Onalespib (AT13387; (2,4-dihydroxy-5-isopropyl-phenyl)-[5-(4-methyl-piperazin-1-ylmethyl)-1,3-dihydro-isoindol-2-yl] methanone, l-lactic acid salt), is wholly owned by Astex, a novel, high-affinity HSP90 inhibitor, which is currently being clinically tested, has shown activity against a wide array of tumor cell lines, including lung cancer cell lines. As a targeted inhibitor of Hsp90, onalespib has the potential to control the proliferation of multiple solid tumors and hematological malignancies where uncontrolled cell growth is dependent on the interaction between Hsp90 and its client proteins. Astex is pursuing an approach based on the observation that addition of onalespib to a molecularly targeted agent may delay the emergence of resistance to the agent, and hence prolong the window of therapeutic benefit. Onalespib is currently being evaluated via a CRADA with the National Cancer Institute (NCI) in various tumor types, and in a Phase 1/2 clinical study in combination with AT7519, Astex CDK inhibitor.

Tozasertib, originally developed as VX-680 by Vertex (Cambridge, MA) and later renamed MK-0457 by Merck (Whitehouse Station, NY), was the first aurora kinase inhibitor to be tested in clinical trials. The drug, a pyrimidine derivative, has affinity for all aurora family members at nanomolar concentrations with inhibitory constant values (Ki(app)) of 0.6, 18, and 4.6 nM for aurora A, aurora B, and aurora C, respectively. Preclinical studies confirmed that tozasertib inhibited both aurora A and aurora B kinase activity, and activity has been reported against prostate, thyroid, ovarian, and oral squamous cancer cell lines. Upon treatment with tozasertib, cells accumulate with a 4N DNA content due to a failure of cytokinesis.
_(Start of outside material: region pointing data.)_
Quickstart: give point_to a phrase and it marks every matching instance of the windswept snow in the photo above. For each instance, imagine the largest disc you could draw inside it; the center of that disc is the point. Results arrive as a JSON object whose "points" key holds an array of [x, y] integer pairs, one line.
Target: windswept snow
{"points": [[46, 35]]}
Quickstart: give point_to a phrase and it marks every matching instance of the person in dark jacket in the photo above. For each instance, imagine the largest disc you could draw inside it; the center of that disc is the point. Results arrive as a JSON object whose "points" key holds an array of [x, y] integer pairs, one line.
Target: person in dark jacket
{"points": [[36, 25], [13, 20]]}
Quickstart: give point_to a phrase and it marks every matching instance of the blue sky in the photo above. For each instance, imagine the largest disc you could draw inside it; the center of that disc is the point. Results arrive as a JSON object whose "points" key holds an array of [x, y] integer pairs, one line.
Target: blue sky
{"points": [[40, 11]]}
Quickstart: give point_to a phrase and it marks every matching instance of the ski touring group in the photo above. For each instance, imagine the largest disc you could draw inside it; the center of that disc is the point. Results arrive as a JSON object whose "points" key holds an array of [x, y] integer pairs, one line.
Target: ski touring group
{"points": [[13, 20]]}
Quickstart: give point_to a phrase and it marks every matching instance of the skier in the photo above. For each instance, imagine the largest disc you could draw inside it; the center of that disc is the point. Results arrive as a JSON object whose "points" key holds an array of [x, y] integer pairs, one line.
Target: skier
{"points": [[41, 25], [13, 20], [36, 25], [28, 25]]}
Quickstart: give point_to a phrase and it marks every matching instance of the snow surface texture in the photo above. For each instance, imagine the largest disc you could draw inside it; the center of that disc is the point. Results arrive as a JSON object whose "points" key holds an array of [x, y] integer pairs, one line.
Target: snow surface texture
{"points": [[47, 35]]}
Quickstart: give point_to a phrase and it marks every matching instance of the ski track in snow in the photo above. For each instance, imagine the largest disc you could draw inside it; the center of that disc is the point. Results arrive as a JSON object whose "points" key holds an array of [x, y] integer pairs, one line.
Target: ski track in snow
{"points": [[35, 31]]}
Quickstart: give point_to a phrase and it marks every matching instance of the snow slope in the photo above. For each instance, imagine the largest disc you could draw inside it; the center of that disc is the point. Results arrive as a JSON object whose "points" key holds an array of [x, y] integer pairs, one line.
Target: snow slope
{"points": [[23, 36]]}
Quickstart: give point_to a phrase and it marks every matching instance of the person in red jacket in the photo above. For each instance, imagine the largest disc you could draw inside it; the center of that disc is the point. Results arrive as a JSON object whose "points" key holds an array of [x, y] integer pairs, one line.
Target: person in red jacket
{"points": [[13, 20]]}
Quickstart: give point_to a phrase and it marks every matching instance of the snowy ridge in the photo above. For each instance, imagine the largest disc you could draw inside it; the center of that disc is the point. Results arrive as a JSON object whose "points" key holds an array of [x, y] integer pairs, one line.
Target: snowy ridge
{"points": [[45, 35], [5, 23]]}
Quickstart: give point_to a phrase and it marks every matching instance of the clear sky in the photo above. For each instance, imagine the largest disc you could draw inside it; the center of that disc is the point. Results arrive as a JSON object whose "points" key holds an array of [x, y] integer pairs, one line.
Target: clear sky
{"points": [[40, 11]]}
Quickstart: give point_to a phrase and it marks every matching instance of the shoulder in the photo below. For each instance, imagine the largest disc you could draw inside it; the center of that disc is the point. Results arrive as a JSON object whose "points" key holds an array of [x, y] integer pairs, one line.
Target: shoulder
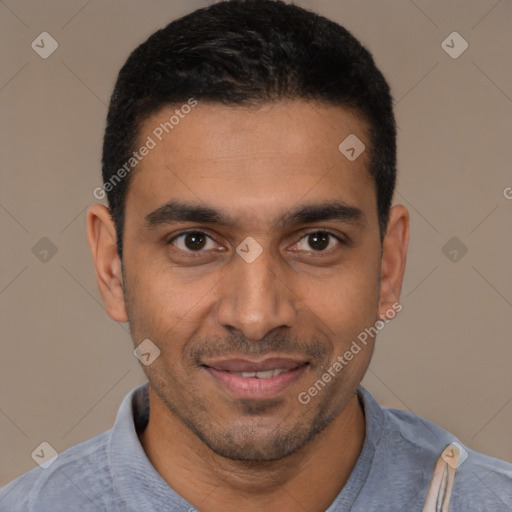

This ultimately leads to apoptosis, preferentially in cells with a compromised p53 function. Tozasertib is an anticancer chemotherapeutic pan-aurora kinase (AurK) inhibitor that also inhibits FMS-like tyrosine kinase 3 (FLT3) and Abl. Tozasertib is currently in clinical trials as a potential treatment for acute lymphoblastic leukemia (ALL). In cellular models of cancer, tozasertib activates caspase-3 and PARP and decreases expression of HDAC, increasing apoptosis and inhibiting cell growth. In other cellular models, tozasertib inhibits cell proliferation and metastasis by blocking downstream ERK signaling and downregulating cdc25c and cyclin B. This compound also decreases tumor growth in an in vivo model of prostate cancer.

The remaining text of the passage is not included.